We are not given the answer to this question, but we are able to become informed about the conversation, thanks to the play’s spotlight on the differences of opinion, behaviour and treatment of homosexuality in three different time periods.
The play starts in the very recent past, where Daniel (David Capstick) and Ben (Andrew Parker) are getting to know one another. This relationship serves as a framing device (setting in motion action towards pardoning Turing and the numerous other men convicted) and as a barometer of how much (or little) has changed since those convictions. The twist is that this modern relationship is not as ‘out and proud’ as one would hope, and so becomes fertile ground for Daniel to support law-student Ben’s campaign to seek pardons for those convicted under now-obsolete laws. Capstick’s Daniel is earnest and staunch in his investigation, and he now becomes an often silent witness as we meet Turing and Wilde.
The structure of the play takes a little time to get used to in these opening sections, as Turing (Joseph Wycoff) and Wilde (Geoff Allen) interact with each other and Daniel, in seeming contradiction of their historical situations. Slowly it becomes clear that these interactions are taking place in an in-between space, a ‘waiting room’ of possibilities where anything can happen. Lighting (designed by Ariana Shipman) helps us to distinguish between different situations and different time periods, as the convention of Daniel the observer/investigator, feverishly making notes, becomes clear.
Wycoff presents Turing as often socially awkward, with a tendency to stutter, which makes him very human and credible.
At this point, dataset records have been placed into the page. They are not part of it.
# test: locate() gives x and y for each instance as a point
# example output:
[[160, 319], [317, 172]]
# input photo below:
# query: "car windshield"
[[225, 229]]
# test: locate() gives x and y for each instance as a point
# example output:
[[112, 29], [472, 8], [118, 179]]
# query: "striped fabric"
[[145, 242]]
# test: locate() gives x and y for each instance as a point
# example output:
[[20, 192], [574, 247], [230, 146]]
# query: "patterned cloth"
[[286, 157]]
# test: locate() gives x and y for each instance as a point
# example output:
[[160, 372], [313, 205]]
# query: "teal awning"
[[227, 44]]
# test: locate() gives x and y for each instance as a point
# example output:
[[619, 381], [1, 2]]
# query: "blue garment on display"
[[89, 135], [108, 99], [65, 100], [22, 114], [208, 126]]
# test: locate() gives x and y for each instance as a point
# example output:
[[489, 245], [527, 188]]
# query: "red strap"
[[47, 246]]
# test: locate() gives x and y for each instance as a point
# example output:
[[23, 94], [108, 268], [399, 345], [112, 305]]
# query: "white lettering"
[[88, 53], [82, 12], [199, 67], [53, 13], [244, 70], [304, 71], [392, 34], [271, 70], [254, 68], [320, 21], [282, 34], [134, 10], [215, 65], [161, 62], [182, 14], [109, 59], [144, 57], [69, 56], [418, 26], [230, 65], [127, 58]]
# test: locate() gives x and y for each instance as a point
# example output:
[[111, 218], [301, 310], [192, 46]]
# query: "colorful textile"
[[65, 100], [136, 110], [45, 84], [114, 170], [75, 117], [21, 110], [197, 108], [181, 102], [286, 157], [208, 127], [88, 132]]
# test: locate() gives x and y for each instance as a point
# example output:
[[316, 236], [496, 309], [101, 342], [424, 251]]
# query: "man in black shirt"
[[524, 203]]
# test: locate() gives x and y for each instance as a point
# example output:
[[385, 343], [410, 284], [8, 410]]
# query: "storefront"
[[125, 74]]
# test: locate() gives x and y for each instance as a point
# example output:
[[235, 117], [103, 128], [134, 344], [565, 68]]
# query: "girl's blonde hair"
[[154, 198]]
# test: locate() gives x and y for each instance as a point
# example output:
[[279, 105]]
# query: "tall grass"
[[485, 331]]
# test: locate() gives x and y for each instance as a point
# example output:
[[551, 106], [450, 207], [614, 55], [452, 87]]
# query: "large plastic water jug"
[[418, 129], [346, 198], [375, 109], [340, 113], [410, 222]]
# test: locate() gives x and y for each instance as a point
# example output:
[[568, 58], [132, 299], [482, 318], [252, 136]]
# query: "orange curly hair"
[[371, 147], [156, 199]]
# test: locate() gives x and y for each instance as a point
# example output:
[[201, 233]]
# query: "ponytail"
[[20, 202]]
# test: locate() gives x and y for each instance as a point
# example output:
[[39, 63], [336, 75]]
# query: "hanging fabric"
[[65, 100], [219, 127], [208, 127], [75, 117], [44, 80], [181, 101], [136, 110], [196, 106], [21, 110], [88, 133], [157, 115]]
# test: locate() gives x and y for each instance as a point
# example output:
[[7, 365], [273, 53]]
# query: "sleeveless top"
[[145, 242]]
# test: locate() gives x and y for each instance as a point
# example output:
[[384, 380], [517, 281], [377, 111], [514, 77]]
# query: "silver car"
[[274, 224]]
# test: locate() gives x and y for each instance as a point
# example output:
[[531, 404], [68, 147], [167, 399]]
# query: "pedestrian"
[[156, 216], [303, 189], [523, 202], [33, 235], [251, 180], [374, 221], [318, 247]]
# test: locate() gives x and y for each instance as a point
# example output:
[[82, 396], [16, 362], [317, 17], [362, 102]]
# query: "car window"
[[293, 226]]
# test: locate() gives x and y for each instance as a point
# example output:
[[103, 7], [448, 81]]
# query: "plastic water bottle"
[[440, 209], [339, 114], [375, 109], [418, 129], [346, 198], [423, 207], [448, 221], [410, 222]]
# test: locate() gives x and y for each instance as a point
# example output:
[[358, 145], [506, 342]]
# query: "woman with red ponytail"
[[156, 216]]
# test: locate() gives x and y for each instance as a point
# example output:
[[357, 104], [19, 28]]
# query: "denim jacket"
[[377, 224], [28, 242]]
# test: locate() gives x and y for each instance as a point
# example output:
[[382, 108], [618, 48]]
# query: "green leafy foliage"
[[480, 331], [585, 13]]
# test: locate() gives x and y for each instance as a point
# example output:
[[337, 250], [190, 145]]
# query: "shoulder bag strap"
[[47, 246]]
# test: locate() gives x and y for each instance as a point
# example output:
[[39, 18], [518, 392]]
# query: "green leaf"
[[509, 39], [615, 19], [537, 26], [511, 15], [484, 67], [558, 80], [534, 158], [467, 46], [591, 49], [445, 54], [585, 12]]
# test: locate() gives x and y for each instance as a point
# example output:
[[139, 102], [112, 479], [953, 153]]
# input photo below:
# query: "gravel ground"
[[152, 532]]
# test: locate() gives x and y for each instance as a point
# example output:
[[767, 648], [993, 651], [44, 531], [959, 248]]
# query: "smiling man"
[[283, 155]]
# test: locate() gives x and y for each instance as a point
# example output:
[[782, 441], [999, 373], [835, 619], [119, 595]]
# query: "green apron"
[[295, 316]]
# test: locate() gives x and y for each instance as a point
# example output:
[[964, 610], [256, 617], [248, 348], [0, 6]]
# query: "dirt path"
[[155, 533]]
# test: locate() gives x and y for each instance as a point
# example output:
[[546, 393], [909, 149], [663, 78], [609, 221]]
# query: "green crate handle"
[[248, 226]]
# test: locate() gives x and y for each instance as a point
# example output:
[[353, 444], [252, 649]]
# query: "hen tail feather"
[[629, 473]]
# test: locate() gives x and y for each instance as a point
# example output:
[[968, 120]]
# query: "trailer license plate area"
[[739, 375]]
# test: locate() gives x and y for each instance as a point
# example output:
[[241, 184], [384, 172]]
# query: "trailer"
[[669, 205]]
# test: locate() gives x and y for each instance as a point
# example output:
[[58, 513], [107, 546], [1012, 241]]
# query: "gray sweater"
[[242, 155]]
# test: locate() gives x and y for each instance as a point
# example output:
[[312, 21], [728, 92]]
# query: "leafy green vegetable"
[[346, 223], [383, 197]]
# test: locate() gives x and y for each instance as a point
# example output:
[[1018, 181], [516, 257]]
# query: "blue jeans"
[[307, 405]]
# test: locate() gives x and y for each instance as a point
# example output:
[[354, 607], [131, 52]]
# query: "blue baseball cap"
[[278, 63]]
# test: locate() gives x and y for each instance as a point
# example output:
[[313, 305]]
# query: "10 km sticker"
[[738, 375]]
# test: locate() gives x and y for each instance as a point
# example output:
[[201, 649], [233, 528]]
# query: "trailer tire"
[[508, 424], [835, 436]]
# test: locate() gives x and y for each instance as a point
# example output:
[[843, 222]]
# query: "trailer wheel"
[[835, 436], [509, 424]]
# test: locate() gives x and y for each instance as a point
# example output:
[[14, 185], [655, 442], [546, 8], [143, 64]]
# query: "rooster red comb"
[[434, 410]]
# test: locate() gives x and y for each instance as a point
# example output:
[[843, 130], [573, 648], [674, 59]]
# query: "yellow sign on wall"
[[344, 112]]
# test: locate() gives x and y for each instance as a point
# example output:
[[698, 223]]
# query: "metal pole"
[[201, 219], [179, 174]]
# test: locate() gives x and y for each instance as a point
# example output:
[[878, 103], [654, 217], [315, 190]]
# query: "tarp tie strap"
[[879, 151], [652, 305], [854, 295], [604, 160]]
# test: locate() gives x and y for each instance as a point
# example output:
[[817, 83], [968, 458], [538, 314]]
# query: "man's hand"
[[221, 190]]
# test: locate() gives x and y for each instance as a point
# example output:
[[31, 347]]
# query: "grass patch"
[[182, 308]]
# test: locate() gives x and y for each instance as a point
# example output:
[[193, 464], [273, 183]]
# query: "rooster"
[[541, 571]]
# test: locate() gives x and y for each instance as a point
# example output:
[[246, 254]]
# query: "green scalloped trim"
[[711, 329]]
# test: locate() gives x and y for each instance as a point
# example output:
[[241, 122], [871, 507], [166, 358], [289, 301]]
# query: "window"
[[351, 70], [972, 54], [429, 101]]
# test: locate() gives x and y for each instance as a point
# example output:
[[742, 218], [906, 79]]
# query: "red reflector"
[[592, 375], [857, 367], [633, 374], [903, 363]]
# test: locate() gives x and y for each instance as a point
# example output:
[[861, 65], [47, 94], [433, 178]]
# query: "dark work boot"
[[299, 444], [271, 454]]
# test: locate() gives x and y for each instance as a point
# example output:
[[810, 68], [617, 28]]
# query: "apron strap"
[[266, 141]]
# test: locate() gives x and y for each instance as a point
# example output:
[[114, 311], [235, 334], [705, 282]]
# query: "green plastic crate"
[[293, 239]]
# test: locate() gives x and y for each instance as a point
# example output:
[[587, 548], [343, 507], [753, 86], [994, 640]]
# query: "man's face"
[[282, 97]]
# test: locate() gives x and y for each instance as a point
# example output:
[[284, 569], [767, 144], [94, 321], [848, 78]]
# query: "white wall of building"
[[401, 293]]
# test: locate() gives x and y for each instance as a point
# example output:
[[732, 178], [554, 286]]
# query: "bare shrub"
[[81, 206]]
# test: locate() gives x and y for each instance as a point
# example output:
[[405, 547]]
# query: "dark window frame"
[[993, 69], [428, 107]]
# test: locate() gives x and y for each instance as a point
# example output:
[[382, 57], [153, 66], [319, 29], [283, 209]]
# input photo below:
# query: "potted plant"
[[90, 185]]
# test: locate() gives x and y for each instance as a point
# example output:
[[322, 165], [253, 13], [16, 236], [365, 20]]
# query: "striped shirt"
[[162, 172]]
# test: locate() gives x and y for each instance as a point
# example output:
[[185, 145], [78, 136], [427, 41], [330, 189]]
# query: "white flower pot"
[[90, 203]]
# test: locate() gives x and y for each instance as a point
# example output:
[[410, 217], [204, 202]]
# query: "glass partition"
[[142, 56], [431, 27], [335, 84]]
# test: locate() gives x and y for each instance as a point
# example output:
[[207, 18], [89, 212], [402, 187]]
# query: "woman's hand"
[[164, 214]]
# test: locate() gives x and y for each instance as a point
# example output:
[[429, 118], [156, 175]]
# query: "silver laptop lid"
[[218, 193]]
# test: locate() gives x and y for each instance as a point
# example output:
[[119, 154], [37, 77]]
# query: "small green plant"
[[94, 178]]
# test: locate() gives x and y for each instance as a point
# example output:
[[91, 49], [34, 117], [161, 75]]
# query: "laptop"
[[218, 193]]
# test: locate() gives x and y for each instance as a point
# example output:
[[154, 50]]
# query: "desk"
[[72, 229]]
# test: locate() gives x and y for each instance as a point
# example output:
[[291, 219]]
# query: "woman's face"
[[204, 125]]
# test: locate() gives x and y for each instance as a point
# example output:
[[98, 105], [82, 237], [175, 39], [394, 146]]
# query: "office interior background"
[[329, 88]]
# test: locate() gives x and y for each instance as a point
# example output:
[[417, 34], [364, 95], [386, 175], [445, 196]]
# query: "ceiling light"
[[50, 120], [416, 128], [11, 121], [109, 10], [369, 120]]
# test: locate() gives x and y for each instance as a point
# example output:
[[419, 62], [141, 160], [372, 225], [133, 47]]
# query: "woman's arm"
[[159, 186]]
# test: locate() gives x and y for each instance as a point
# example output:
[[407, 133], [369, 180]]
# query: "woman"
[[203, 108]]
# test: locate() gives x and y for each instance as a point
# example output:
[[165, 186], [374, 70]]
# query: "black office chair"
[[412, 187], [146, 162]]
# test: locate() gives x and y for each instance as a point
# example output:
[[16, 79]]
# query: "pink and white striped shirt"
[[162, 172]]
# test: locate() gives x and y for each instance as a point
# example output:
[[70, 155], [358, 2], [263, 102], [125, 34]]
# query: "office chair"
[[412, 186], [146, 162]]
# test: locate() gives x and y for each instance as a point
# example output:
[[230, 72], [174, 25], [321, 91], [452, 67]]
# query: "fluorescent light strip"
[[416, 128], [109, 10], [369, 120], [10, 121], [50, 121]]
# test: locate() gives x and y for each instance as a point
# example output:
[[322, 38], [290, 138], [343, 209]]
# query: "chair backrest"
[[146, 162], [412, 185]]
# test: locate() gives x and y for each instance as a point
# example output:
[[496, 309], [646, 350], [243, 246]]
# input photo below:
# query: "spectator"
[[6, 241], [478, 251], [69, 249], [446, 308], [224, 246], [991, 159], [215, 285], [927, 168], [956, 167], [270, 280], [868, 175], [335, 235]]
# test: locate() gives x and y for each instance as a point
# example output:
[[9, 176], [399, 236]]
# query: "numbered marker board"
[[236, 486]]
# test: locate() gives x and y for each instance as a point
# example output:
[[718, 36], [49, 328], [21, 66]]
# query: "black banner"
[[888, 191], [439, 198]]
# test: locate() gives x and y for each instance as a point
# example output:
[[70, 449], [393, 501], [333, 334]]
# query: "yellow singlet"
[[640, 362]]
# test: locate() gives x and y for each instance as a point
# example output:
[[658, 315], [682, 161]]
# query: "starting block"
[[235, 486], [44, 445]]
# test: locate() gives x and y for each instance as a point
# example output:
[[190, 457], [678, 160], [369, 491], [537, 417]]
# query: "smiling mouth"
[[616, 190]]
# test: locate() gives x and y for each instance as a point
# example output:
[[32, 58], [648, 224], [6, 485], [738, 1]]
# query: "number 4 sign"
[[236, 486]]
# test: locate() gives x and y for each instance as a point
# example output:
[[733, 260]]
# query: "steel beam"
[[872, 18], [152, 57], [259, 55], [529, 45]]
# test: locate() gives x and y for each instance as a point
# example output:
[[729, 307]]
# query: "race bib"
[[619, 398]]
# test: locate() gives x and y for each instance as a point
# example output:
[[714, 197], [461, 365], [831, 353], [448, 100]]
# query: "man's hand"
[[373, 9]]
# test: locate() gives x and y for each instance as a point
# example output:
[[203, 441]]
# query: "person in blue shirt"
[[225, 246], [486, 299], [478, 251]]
Allen’s Wilde is flamboyant and witty (of course) but also capable of deep despair at the treatment he receives from society. Supporting this trio, and in a number of instances outshining them, are Andrew Parker and Jacqui Whall, who both play a number of different characters. As Wilde’s companion Bosie, Parker manages to steal most of the scenes he is in, with his irrepressible high spirits and refusal to succumb to society’s expectations. As Sara Turing (Alan’s mother) Whall is irredeemably and convincingly dismissive of her son, generating much audience laughter at the cheerfulness of her contempt.
For me, the play really comes into focus and is most effective when it concentrates on each of the three major characters in turn, without any interaction between the groups. Capstick and Whall are lovely as Daniel and Rachel, the married couple whose cheerful (and foul-mouthed) bitching about other people is very real and funny. The Turing family (with Whall as his mother and Parker as his brother) are convincing in their family gripes and quarrels, while Allen, Whall and Parker present Wilde’s difficult relationships with his wife and Bosie with sympathy and credibility.
The strands of the story do knit together in the end, and we are left to consider the wrongs carried out in the name of the law and the lack of redress that still means progress needs to be made. There are some eloquent and affecting sections in the play, and the hard-working duo of Parker and Whall make a virtue and strength of their multiple supporting roles, played in Brechtian style by never leaving the stage and changing character and costume (designed by Jacqui Harrison) in full view of the audience.
The conceit of Turing’s case being a framework for knitting together other stories and as a catalyst for change is an interesting one. At times the interactions between the historical characters work well, and at others I find myself a little lost in the in-between space. Perhaps this is the point, and until we can see clearly enough to truly create a clean slate for these historical injustices, we are all a little lost in between intention and resolution.